Both 10-51t (376g actual weight) and 10-45t (362g actual weight) cassettes shift excellently. The 3 largest cogs are titanium, the next 5 are alloy, and the 4 smallest are steel. The new MicroSpline freehub is required to run the cassette and it is comparable to the weight of the Sram XD freehub. I always take into account the system weight and performance of components, so it’s nice to see Shimano address the antiquated Hyperglide freehub which was prone to being gouged over time by the cogs.

I believe 95% of people will go with the wider range cassette but there are a few arguments for the smaller range which should be considered. 10-45t is still a massive range and is suitable for most riders. If I wasn’t doing endure or marathon XC racing, I’d simply run a chainring that is 2t smaller than usual and go with the smaller range cassette. The smaller range will have a bit smoother transition between some of the gears, it will use a smaller and lighter chain, the cassette is lighter, and the corresponding derailleur uses a smaller/lighter cage which is less likely to get hung up on debris. I’ve always found that a derailleur with a shorter cage and a tighter range cassette is going to have better chain retention and reliability. It’s understandable that most will still spring for the wider range as you get reliable performance without any significant downfalls.

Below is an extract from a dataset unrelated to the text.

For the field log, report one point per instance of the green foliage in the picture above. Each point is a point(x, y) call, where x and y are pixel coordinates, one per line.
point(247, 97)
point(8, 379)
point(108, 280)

There is a long cage known as the “SGS” which is intended for the 10-51t cassette and the short cage “GS” which is ideal for the 10-45t cassette. In the past, I found that the Shimano systems shift significantly better when the clutch is turned off. With the new system, I’d say the gap has closed but still exists. Overall I was happy to see some progress, but I still prefer the no options approach that Sram has – the clutch just works well, doesn’t need to be adjusted, and the shifting performance is great. It seems like the Shimano system comes setup a bit stiff and is most idea for enduro racers who are willing to turn it off for the climbs and on for the descent. I’m sure most riders will just leave it on and live with the increased shifting effort, but if you’re a sensitive guy like me, or had a broken thumb, you might go through the trouble of opening up the clutch to back off the tension slightly and see if you can get away with that and not be dropping chains. 

My main annoyance With Sram derailleurs was the narrow/wide pulleys. The chain would sometime hop and get out our whack and you’d have to reset it by hand. Thankfully I think they’ve gone away from this finally?? Shimano never fell into this trap and it’s nice to see them NOT fall into Srams footsteps on this one! One thing they should copy however is the plunge lever that locks the cage open so that you can easily remove the wheel. I found this model of derailleur to be the most challenging to work with in regards to removing a wheel. I’ve done it a thousand times in the past but look like I’ve been riding for just a week with the amount of struggling. It’s not just the lever that’s missing, it just doesn’t swing out of the way manually. I did not have these issues with the Sram GX and XX1 Eagle derailleurs that were on this bike previously.